I am porting a large CFD code from a Cray X1-E to a Linux cluster that features the PGF95 compiler (version 13.9-0). The code runs very fast on the Cray with all of the major loops readily vectorizing and using OpenMP.
On the Linux cluster, the PGF95 compiler consistently refuses to vectorize any of these major loops. There are no data dependencies, no recursions, nothing (that I can see) to prevent vectorization of the loops. Indeed they vectorize readily on the Cray systems. I have tried every combination of command-line options and directives that I know, but still no-go.
The only clue I get from the compiler is the rather obtuse message:
“Loop not vectorized: may not be beneficial”
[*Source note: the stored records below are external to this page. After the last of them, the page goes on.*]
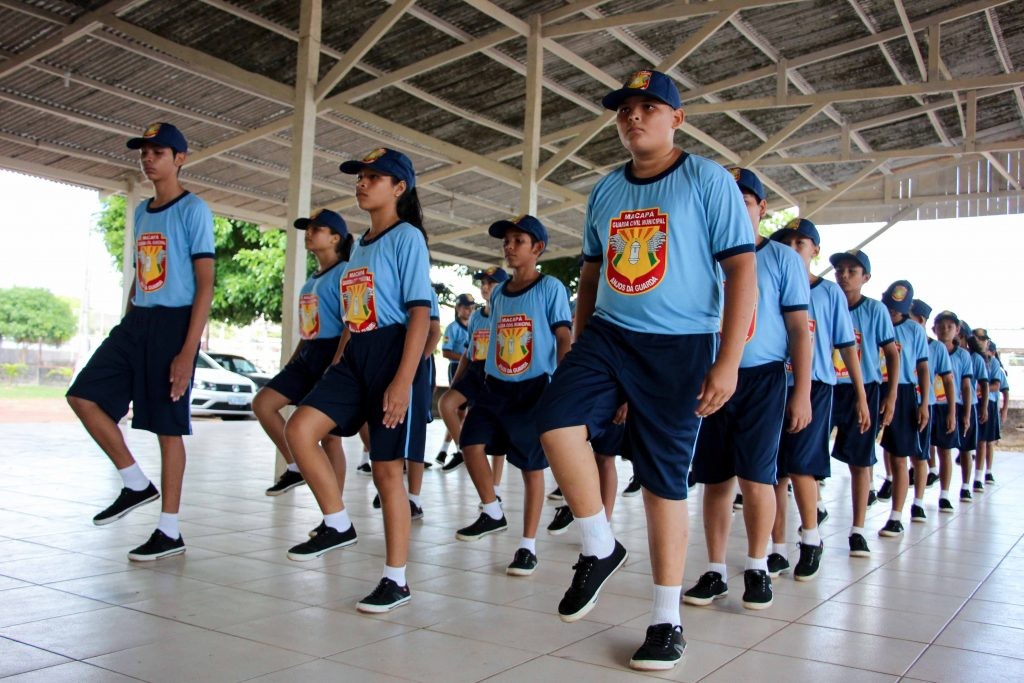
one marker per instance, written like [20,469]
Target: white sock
[756,563]
[811,537]
[338,520]
[493,510]
[169,524]
[133,477]
[598,541]
[397,574]
[720,568]
[666,608]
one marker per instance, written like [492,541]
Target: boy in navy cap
[803,456]
[873,334]
[902,436]
[454,345]
[148,358]
[658,233]
[529,335]
[740,441]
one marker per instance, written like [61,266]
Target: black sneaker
[563,518]
[858,546]
[522,564]
[662,648]
[777,564]
[632,488]
[591,574]
[385,597]
[918,514]
[892,529]
[126,501]
[809,562]
[484,525]
[757,590]
[326,540]
[159,545]
[287,482]
[711,586]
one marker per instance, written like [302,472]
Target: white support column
[531,123]
[128,254]
[300,181]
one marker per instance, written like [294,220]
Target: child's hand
[395,403]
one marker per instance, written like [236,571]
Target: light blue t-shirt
[658,241]
[939,366]
[522,329]
[320,304]
[872,329]
[386,276]
[167,241]
[782,288]
[980,375]
[479,336]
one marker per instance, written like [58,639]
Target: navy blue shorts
[741,438]
[504,420]
[807,451]
[937,428]
[133,366]
[901,437]
[658,375]
[969,441]
[351,392]
[851,446]
[303,372]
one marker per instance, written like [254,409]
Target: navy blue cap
[854,254]
[494,273]
[525,222]
[919,307]
[388,162]
[749,180]
[648,83]
[899,296]
[327,218]
[801,227]
[163,134]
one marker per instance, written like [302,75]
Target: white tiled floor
[944,603]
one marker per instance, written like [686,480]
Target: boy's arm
[924,386]
[740,292]
[892,367]
[184,363]
[798,409]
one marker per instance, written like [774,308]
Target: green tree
[35,315]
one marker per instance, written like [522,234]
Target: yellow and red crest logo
[514,349]
[640,80]
[309,315]
[357,300]
[151,261]
[638,246]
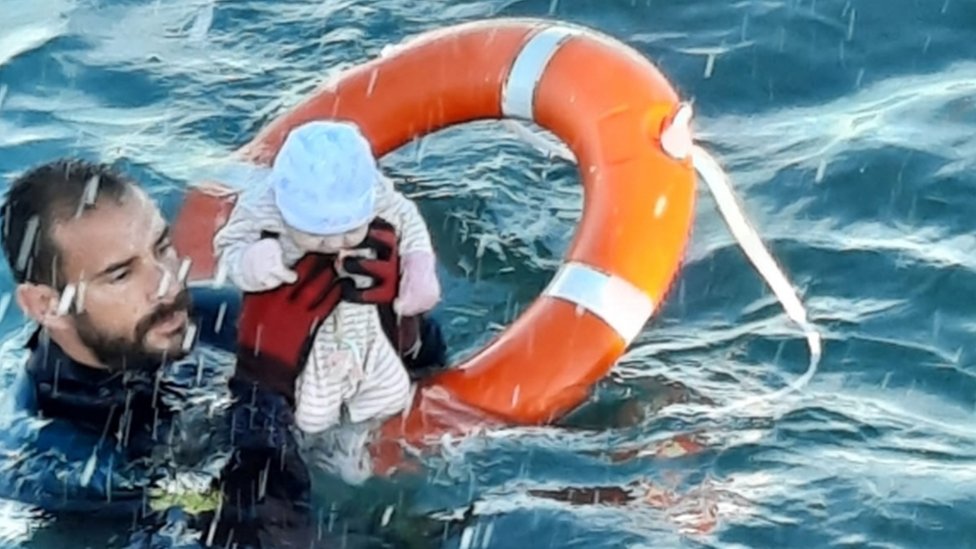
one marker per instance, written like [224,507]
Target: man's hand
[382,266]
[263,267]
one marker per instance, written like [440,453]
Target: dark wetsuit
[113,436]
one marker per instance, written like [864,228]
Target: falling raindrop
[220,277]
[184,271]
[387,514]
[90,194]
[4,305]
[821,169]
[27,244]
[189,336]
[67,296]
[372,82]
[164,283]
[221,312]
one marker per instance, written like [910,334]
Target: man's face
[130,308]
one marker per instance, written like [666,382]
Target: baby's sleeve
[403,214]
[250,216]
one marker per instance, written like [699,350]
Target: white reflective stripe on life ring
[620,304]
[518,94]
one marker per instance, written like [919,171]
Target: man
[135,422]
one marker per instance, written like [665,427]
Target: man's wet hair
[40,199]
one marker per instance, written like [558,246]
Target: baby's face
[329,244]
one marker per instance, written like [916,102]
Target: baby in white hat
[325,189]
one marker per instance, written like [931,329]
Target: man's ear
[40,303]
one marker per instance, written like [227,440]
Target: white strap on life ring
[677,142]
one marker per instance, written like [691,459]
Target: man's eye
[166,247]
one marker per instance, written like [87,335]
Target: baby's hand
[419,288]
[263,267]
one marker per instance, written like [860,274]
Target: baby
[324,190]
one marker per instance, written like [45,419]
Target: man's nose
[168,284]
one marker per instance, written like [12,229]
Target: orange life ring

That is not very helpful, since I know the loops will vectorize and I know that vectorization is key to the speed of the code. Ironically it does vectorize a number of small, innocuous loops that have little do to with the overall performance of the code.
Question: Is there someway to override the compiler either by directive or command-line option to tell the compiler “Vectorize these loops regardless!”
Here is a typical snippet of code for which I get “may not be beneficial” message:
c$omp do private(gamm1,i,n,rkdtv) do i=1,ncell gamm1 = gam(i)-one rkdtv = -rk*dtl(i)/vol(i) cpgi$ unroll = c:5 do n=1,5 dw(n,i) = rkdtv * dw(n,i) w(n,i) = wo(n,i) + dw(n,i) end do w(6,i) = gamm1*(w(5,i)-half*(sqr(w(2,i))+sqr(w(3,i)) 1 +sqr(w(4,i))) / w(1,i)) end do
ncell > 1000000
Same result whether using OpenMP or not.
Any suggestions/recommendations would be most welcome. Thanks!